A big part of managing diabetes is managing your blood sugar.
When it comes to managing diabetes, blood sugar is critical. Type 1 and type 2 diabetes are both caused by issues with how the body deals with insulin, a hormone made by the pancreas that helps blood sugar enter the body’s cells to be used as energy.
In type 1 diabetes, the pancreas does not make enough insulin. Without insulin, blood sugar doesn’t enter the cells and just builds up in the bloodstream. The buildup results in high blood sugar.
In type 2 diabetes, the body experiences insulin resistance, meaning cells do not properly respond to insulin. To compensate, the pancreas makes more insulin, but it can’t keep up with demand and, again, blood sugar rises.
Whether you have type 1 or type 2 diabetes, a major component of managing your condition lies in managing your blood sugar. High blood sugar causes many of the symptoms and complications of diabetes.
Here are five keys to managing your blood sugar:
- Follow your doctor’s treatment orders. Your blood sugar targets can vary depending on age and other factors. Talk to a doctor about treatment options to manage diabetes and blood sugar.
- Get, and use, a blood sugar meter. This blood test gives current blood sugar levels. According to the CDC, a healthy blood sugar target is 80 to 130 mg/dL after a meal and less than 180 mg/dL two hours after the start of a meal.
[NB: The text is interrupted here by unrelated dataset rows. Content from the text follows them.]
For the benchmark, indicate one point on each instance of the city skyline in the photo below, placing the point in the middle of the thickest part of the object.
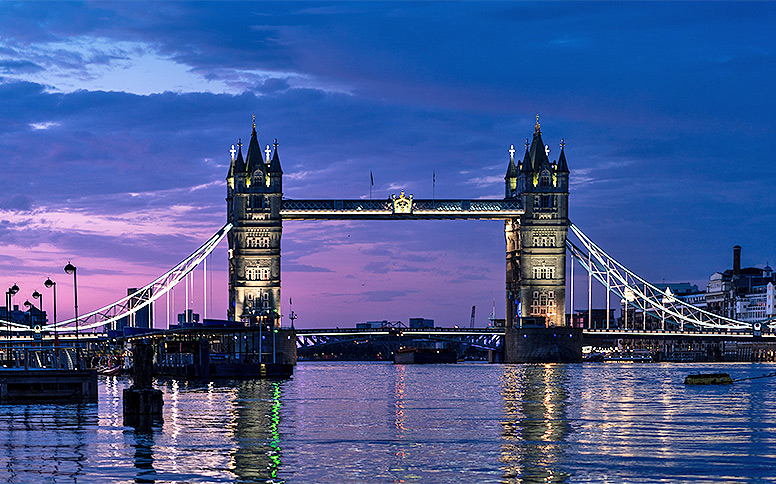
(117, 126)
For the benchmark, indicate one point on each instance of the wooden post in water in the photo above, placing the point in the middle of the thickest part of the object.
(142, 403)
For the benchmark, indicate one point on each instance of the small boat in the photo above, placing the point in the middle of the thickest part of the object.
(635, 357)
(109, 370)
(405, 356)
(708, 379)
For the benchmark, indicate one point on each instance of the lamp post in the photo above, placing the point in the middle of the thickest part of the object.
(29, 307)
(37, 295)
(50, 283)
(71, 269)
(9, 298)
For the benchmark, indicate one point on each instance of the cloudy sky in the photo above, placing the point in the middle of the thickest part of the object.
(116, 121)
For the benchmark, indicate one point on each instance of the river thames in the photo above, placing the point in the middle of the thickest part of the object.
(354, 422)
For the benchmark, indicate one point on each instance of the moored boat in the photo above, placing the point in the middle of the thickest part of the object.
(424, 355)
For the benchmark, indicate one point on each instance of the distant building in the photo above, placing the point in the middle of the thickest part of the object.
(188, 317)
(418, 323)
(596, 320)
(30, 318)
(745, 294)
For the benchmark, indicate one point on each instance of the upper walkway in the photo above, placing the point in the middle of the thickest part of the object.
(401, 208)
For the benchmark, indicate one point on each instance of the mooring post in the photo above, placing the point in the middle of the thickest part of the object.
(142, 403)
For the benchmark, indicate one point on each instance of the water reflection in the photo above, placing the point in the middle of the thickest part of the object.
(144, 455)
(257, 453)
(536, 425)
(399, 390)
(41, 441)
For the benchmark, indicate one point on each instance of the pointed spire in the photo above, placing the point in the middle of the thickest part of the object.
(274, 165)
(253, 160)
(231, 164)
(511, 168)
(239, 164)
(563, 167)
(537, 150)
(526, 165)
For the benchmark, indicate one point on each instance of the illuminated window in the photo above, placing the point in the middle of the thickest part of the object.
(543, 240)
(543, 303)
(544, 272)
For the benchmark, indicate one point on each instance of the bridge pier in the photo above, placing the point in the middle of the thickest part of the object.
(538, 344)
(536, 326)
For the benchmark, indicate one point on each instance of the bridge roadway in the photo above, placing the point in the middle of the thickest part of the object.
(492, 338)
(485, 337)
(401, 208)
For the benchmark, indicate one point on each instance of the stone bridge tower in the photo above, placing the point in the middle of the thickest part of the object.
(536, 258)
(253, 197)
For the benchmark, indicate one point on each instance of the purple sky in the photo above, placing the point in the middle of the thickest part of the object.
(116, 120)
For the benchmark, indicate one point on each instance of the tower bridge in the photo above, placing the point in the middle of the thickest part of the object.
(536, 228)
(534, 210)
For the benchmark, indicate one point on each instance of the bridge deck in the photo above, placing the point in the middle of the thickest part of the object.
(391, 209)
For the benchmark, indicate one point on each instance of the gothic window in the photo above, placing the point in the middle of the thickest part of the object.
(543, 303)
(544, 272)
(543, 240)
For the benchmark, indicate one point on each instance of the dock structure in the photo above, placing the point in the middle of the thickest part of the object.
(52, 375)
(221, 349)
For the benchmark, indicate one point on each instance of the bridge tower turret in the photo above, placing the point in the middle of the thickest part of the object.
(543, 187)
(254, 194)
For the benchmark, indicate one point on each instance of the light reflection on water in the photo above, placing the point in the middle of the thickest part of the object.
(375, 423)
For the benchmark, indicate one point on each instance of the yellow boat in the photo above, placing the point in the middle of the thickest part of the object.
(708, 379)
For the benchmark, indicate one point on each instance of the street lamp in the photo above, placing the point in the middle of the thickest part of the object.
(37, 295)
(29, 307)
(49, 283)
(71, 269)
(9, 299)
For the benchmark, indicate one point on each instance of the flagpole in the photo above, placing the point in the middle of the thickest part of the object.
(433, 186)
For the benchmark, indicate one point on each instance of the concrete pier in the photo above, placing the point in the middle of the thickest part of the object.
(142, 404)
(538, 344)
(46, 385)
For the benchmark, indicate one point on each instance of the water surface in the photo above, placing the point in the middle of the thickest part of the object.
(345, 422)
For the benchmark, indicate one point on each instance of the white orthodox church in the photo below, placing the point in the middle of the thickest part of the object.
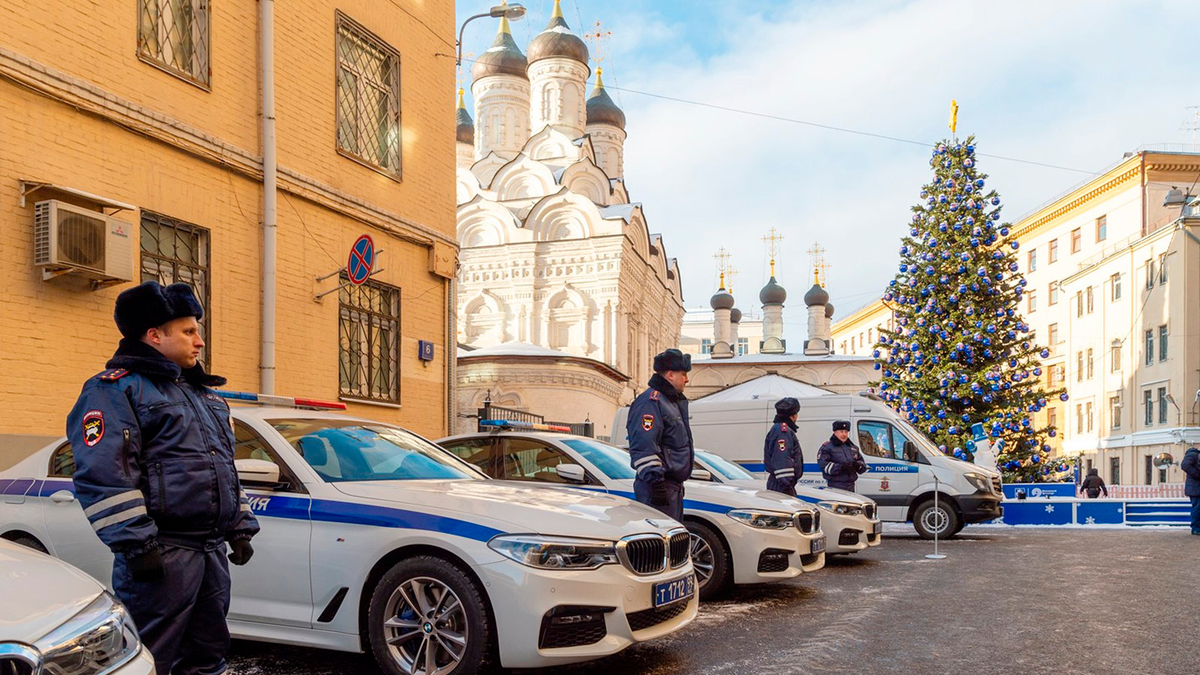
(556, 266)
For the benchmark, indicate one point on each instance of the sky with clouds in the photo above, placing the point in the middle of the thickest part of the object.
(1071, 83)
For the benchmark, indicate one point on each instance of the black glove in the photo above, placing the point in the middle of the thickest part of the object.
(659, 493)
(148, 566)
(241, 551)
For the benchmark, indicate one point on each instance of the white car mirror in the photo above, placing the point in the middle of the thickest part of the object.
(571, 472)
(257, 472)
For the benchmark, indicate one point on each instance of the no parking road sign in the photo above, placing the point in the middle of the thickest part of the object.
(361, 261)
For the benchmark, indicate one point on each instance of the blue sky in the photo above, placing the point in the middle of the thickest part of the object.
(1072, 83)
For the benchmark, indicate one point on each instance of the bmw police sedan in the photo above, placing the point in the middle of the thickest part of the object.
(375, 539)
(738, 536)
(851, 521)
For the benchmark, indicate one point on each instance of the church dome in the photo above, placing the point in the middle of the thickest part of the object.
(772, 293)
(601, 109)
(465, 131)
(558, 41)
(502, 58)
(816, 296)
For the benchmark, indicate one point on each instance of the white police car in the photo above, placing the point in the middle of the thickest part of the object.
(741, 536)
(850, 521)
(375, 539)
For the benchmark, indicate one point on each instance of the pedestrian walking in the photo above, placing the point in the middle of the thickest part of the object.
(660, 444)
(839, 459)
(1191, 466)
(154, 452)
(1093, 484)
(781, 453)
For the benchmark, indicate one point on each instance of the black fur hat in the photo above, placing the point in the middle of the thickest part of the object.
(787, 406)
(672, 359)
(150, 304)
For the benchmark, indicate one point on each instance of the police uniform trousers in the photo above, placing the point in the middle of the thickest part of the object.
(645, 494)
(181, 617)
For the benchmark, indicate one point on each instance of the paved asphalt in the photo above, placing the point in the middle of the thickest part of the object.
(1006, 601)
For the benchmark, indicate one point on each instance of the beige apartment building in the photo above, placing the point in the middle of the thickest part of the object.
(1114, 293)
(135, 148)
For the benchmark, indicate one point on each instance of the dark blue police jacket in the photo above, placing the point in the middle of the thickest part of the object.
(783, 458)
(154, 453)
(660, 444)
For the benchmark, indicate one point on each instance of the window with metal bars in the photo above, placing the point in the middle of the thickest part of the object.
(369, 341)
(173, 35)
(173, 250)
(367, 97)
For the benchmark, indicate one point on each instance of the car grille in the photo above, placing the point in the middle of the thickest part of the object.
(642, 554)
(681, 548)
(571, 626)
(773, 560)
(647, 617)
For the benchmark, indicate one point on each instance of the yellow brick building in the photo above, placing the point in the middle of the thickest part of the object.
(148, 112)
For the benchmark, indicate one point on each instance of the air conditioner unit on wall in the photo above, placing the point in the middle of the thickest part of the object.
(72, 240)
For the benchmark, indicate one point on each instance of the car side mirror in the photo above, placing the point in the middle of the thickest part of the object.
(257, 472)
(571, 472)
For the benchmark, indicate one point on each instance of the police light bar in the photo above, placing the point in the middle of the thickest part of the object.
(285, 401)
(526, 425)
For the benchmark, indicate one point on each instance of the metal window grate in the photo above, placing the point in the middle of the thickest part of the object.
(174, 36)
(173, 250)
(369, 341)
(367, 97)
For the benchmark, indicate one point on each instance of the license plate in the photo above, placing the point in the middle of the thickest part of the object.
(817, 545)
(675, 591)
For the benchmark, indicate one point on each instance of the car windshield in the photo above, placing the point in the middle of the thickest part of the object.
(723, 466)
(609, 460)
(351, 451)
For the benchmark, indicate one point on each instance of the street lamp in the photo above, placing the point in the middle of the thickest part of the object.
(513, 12)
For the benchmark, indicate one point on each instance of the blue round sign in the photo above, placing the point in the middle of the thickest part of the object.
(361, 261)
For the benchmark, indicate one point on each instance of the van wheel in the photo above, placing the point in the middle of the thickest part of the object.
(711, 560)
(426, 616)
(942, 520)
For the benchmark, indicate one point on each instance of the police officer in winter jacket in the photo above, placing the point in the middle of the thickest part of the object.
(781, 453)
(1191, 466)
(660, 446)
(154, 453)
(839, 459)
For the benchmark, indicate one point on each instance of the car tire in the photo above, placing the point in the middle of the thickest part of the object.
(426, 610)
(943, 520)
(28, 542)
(711, 559)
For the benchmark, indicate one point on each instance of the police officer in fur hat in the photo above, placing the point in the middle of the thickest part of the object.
(660, 446)
(839, 459)
(781, 453)
(154, 451)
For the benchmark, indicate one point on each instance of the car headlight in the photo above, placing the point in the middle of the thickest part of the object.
(979, 482)
(763, 519)
(841, 508)
(96, 640)
(555, 553)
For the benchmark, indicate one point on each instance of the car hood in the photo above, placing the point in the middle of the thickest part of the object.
(39, 592)
(515, 507)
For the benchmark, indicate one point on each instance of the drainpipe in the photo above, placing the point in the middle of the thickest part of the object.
(267, 77)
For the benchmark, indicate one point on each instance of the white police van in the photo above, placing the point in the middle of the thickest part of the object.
(739, 536)
(375, 539)
(904, 467)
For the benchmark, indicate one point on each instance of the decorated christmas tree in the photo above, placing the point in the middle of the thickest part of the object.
(961, 353)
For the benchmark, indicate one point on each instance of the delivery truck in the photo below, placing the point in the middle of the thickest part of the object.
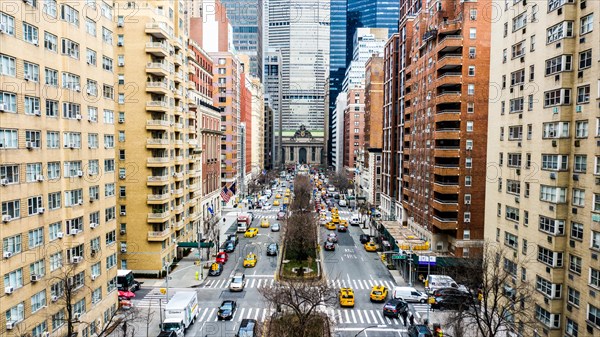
(244, 222)
(180, 312)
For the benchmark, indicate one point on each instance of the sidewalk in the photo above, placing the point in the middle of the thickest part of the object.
(184, 274)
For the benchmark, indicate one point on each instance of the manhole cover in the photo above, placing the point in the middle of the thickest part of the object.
(230, 295)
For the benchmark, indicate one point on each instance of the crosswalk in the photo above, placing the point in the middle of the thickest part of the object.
(361, 316)
(360, 284)
(250, 283)
(151, 300)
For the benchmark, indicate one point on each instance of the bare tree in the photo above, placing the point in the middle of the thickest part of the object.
(299, 303)
(503, 302)
(300, 236)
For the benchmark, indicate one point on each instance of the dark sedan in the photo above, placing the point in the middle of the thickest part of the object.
(394, 308)
(226, 310)
(329, 245)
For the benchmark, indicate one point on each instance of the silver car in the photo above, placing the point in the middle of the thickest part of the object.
(238, 282)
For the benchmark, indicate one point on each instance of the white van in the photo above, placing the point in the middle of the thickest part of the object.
(409, 294)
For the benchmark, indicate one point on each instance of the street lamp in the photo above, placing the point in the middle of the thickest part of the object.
(369, 327)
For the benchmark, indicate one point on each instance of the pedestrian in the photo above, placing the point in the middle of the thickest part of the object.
(404, 317)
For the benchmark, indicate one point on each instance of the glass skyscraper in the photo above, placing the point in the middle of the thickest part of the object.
(346, 16)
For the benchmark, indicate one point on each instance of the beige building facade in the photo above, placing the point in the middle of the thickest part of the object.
(159, 167)
(58, 191)
(543, 195)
- Follow your diabetes meal plan. Foods high in sugar and carbs can make your blood sugar spike. Keep track of food that makes your blood sugar levels go up or down.
- Get an A1C test. This blood tests calculates your average blood sugar over the past three months. The goal for most adults with diabetes is an A1C of less than 7%. This test can help determine if you need to make lifestyle changes and whether treatment is working over time.
- Know when to act. If your blood sugar is lower than 70 mg/dL, it needs to be increased, perhaps by taking glucose tablets or drinking a small amount of fruit juice or regular soda. If you’re ill and your blood sugar is 240 mg/dL or above, use an over-the-counter ketone test kit to check your urine for ketones. High ketones can be a sign of diabetic ketoacidosis, which is a medical emergency. Seek immediate care if you have high ketones.